Passeggiando lungo le strade del centro di Milano in un sabato pomeriggio piovoso mi imbatto nell'inaugurazione di Gap, colosso americano della moda low-cost, o quasi.
La capitale della moda nazionale sta attraversando da alcuni anni l'invasione di questi punti vendita che si affiancano ai grandi marchi del ready-to-wear nostrano (o prêt-à-porter, per chi non ha bisogno di controllare ogni volta come si scriva googlando il termine) e alle griffe storiche. Trovo giusto e sacrosanto che abbondino le boutique per chi vuol spendere svariate migliaia di euro acquistando una cintura Hermès o una borsa Bottega Veneta ma è altrettanto democratico lasciar proliferare templi dello stile chep and chic (dato che i cartellini dell'omonima linea di Moschino non lo sono per niente).

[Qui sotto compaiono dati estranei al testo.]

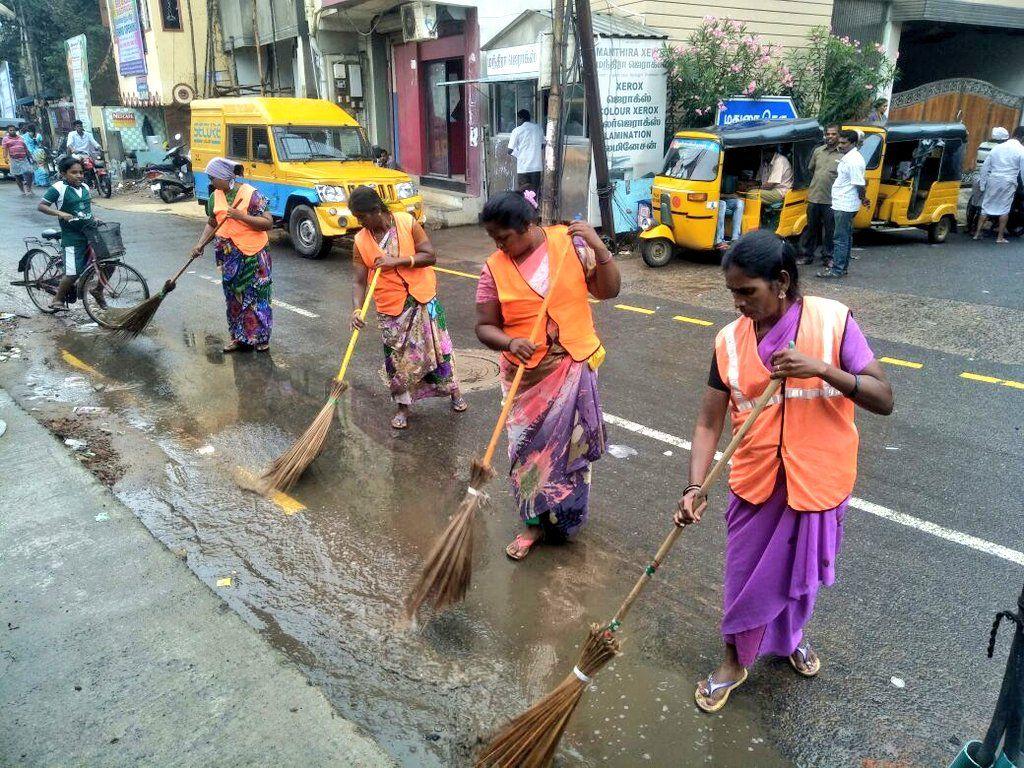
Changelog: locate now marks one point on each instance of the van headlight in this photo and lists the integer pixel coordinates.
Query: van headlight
(329, 194)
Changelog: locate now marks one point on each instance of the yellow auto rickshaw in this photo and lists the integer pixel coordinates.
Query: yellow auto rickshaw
(706, 167)
(913, 173)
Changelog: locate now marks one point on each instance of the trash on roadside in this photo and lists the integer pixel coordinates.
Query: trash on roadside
(96, 410)
(622, 452)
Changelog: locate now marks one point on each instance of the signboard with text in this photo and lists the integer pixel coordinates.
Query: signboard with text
(745, 110)
(78, 74)
(128, 34)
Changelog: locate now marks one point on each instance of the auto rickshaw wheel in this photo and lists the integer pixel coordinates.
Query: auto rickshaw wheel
(656, 252)
(939, 230)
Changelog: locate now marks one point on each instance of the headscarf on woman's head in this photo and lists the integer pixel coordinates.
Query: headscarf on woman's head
(223, 169)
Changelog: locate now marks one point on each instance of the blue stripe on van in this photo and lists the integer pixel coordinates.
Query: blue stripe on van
(275, 193)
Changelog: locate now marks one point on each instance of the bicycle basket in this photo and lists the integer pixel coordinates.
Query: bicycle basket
(105, 241)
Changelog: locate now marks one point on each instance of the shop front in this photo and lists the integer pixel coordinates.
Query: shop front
(632, 86)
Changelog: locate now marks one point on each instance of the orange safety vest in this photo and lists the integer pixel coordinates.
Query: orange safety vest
(807, 429)
(247, 240)
(394, 286)
(568, 306)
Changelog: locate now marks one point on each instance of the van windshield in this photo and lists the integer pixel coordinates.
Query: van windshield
(692, 159)
(301, 143)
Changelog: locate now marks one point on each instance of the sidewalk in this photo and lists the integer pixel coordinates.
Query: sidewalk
(116, 654)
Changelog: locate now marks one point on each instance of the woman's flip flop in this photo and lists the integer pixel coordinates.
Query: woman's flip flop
(704, 700)
(812, 668)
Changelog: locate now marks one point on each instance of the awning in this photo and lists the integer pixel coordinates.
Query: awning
(493, 79)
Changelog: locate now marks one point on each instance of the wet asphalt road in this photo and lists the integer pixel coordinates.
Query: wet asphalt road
(326, 584)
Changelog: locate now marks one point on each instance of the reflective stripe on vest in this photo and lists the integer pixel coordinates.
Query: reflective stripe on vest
(568, 307)
(809, 431)
(394, 286)
(245, 238)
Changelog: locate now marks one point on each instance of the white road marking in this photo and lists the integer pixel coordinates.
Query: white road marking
(940, 531)
(274, 302)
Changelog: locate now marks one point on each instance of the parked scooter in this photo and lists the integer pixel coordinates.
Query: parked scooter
(172, 178)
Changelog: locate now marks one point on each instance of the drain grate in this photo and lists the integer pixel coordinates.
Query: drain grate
(477, 369)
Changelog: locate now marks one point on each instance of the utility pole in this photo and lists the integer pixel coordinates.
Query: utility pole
(585, 39)
(555, 132)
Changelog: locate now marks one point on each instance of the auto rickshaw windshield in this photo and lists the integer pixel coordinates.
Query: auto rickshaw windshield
(692, 159)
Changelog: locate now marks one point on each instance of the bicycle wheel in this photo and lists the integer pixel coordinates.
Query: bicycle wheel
(108, 289)
(43, 272)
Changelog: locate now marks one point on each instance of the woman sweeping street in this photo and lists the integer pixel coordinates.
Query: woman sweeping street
(418, 357)
(242, 256)
(793, 474)
(555, 427)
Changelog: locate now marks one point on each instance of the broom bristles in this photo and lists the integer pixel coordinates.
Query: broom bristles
(531, 739)
(289, 467)
(132, 322)
(449, 567)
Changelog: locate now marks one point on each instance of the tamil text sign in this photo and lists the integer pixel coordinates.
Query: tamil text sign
(128, 34)
(78, 73)
(743, 110)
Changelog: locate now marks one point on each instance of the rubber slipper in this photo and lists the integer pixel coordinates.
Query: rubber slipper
(704, 700)
(813, 669)
(520, 547)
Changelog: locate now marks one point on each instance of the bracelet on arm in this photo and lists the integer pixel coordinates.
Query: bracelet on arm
(856, 386)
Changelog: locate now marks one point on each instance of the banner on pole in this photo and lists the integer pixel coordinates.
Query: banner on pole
(78, 73)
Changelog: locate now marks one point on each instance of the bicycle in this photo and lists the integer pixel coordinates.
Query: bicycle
(108, 285)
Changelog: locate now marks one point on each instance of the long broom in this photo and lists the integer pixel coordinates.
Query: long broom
(448, 568)
(132, 322)
(288, 467)
(531, 739)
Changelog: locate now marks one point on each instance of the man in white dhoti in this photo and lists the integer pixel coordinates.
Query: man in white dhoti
(1003, 168)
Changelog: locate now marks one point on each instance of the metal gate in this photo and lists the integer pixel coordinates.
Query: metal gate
(978, 104)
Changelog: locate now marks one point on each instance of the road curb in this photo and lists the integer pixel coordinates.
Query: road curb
(116, 653)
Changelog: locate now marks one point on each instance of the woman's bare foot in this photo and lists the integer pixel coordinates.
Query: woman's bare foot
(400, 419)
(523, 543)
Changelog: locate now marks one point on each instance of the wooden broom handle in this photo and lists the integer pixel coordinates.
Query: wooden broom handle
(712, 476)
(199, 251)
(521, 368)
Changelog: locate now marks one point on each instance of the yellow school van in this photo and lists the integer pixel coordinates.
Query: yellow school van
(305, 156)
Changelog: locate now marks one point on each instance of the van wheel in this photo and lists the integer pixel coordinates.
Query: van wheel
(939, 230)
(307, 240)
(656, 252)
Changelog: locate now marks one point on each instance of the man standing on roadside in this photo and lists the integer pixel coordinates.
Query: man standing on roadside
(849, 194)
(820, 227)
(525, 144)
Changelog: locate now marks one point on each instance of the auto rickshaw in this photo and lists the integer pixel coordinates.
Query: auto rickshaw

Zara continua inesorabilmente ad aumentare i prezzi (spesso non direttamente proporzionati alla qualità), Abercrombie & Fitch ha dimostrato che fondendo musica a palla, centimetri di pettorali scolpiti, profumi annebbianti e bionde sorridenti è possibile vendere migliaia di t-shirt stampate a 90 euro, H&M mira ad accontentare tutti i target possibili proponendo collezioni esclusive (martedì mattina avrà luogo la levataccia delle 5 per accaparrarsi abiti e accessori creati in collaborazione col marchio francese Lanvin) e sfoggiando ben due seconde linee: Divided e L.O.G.G. (Label of Granded Goods). A questi potrebbero aggiungersi anche Alcott, Carpisa, Motivi, Promod e tutti i brand del gruppo spagnolo Inditex: Oysho, Pull&Bear, Stradivarius e Bershka. Insomma, il mercato sembrava saturo. E invece no, mancava Gap (e prossimamente anche Banana Republic, linea d'élite appartenente allo stesso proprietario) e il suo buon rapporto qualità-prezzo.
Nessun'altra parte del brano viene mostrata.